Mosquito season

The heavy rain has caused a later emergence than usual for the Flood Water Mosquito, a mosquito that breeds in small bodies of water.

The state is witnessing a later emergence of mosquitos throughout the state after a dry May and unusually wet June.

The total rainfall in June ranged from 3 inches in the far northwest and 12 inches in central Illinois. Areas between St.
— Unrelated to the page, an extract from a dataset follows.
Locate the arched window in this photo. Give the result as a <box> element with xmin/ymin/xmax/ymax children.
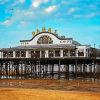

Louis and Chicago were between 1 to 5 inches wetter than an average June, according to the University of Illinois State Climatologist.

The heavy rain has caused a later emergence than usual for the Flood Water Mosquito, a mosquito that breeds in small bodies of water, said Chris Stone, the director of the Medical Entomology Lab at the University of Illinois.

“When you have a very heavy rainfall event like we have seen here in Illinois over the past couple of weeks, it’s not unusual that after that you would see large numbers of mosquitos,” Stone said.

The Flood Water Mosquito does bite and will cause itching, but they do not carry serious diseases such as West Nile.

“These mosquitoes are mostly a severe nuisance, but they are not known to transmit any harmful diseases such as West Nile,” Clifton said.

The Centers for Disease Control details tips on its website to help deal with mosquito bites. The CDC advises people to wear long sleeves and pants when possible and to always wear insect repellent.